©La Tête dans les Nuages
La Tête dans les Nuages tente sa première expérience immersive dans l’actionnariat financier. Si le process piloté par Scalene Partners a été resserré autour d’une demi-douzaine de joueurs, le gagnant a un profil plutôt atypique puisqu’il s’agit de la nouvelle structure d’investissement evergreen du family office Hartwood, née il y a à peine une année. Byway Capital a remporté les enchères sur la base d'une valorisation comprise entre 130 et 150 M€, d’après les informations de CFNEWS.

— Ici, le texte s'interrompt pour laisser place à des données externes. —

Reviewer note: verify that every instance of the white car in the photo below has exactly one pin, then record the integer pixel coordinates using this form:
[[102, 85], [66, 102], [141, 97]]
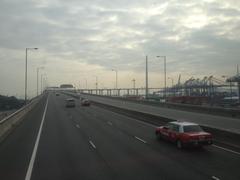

Scénario minoritaire sur-mesure
« Nous cherchions depuis plus d’un an un investissement dans le secteur des loisirs, plus spécifiquement sur un modèle de flux, parfaitement incarné par La Tête dans les Nuages et son positionnement premium en centre-ville et dans des centres commerciaux », explique Florent Thomann, managing partner de Byway Capital, qui signe là sa première opération en lead, mais la sixième ligne de son portefeuille après avoir participé à la syndication de l’equity de 5 opérations ces derniers mois, le temps de structurer une équipe d’investisseurs en provenance de usual suspects de l’upper-mid et du large cap. « Qui peut le plus peut le moins, résume cet ancien de Creadev qui estime que c’est le track-record de son équipe, notamment dans le retail, et sa forte motivation à conclure cette première opération qui ont convaincu le dirigeant d’opter pour ce scénario minoritaire sur-mesure, où Byway mise un ticket de plus de 20 M€ en mix equity et mezzanine, suivi par Bpifrance qui complète à hauteur de 27 M€ d’investissement total. Une dette de moins de 30 M€, apportée par le CIC et Société Générale, complète le financement de ce LBO primaire.
35 M€ de revenus
« L’ADN "entrepreneur-friendly" de Byway Capital a remporté l’adhésion de Michael Aknin qui souhaite accélérer le rythme de croissance de la Tête dans les Nuages après avoir construit un modèle solide », confirme Samuel Assaraf, associé de Scalene Partners qui a accompagné l’entrepreneur lyonnais, historiquement spécialisé dans l’importation et le négoce de bornes d’arcade via son groupe MBA. Créée dans les années 1990 par le publicitaire Philippe Gimond et l’ancien pilote de F1 Alain Prost, l’enseigne de jeux d’arcade avait périclité à la fin des années 2000 avant sa reprise en 2014 par Michaël Aknin, qui en a fait une belle machine à cash, générant près de 40 % de marge d’Ebitda. L’entreprise affiche en 2025 un chiffre d’affaires de 35 M€, dont un tiers pour l’activité historique de MBA et deux-tiers générés par l’enseigne La Tête dans les Nuages, avec un réseau de plus de 10 centres, majoritairement en Ile-de-France, proposant une offre immersive mêlant jeux d’arcade, réalité virtuelle et expériences interactives.
Dupliquer le modèle
« L’activité de négoce du groupe permet de renouveler rapidement l’équipement des salles de jeu en maintenant une offre très haut de gamme et en introduisant les dernières innovations du secteur », explique Florent Thomann, convaincu que la croissance de ce loisir indoor est immune aux crises de pouvoir d’achat. A rebours des salles de jeu en périphérie et des modèles dits « de destination », La Tête dans les Nuages capitalise sur son positionnement de « modèle de flux » lui permettant de capter une clientèle naturelle, et a également modernisé son système de paiement, introduisant des cartes générant un panier moyen bien plus important que les traditionnels jetons. Les astres seraient donc alignés pour un déploiement de plus grande ampleur, visant à tripler la couverture de l’enseigne dans les prochains mois. « L’objectif est de poursuivre le maillage en région en privilégiant l’ouverture de nouveaux sites en centre-ville, où le flux de passage est assuré tout au long de la semaine par rapport au pic de fréquentation des week-ends en centre commercial, mais aussi d’envisager des ouvertures dans des aéroports et également à l’international où le modèle de la Tête des Nuages ne dispose pas vraiment de concurrent comparable », poursuit Charles-Henri Boyer, directeur associé de Byway Capital, après avoir officié dans l’activité Large Cap de Bpifrance.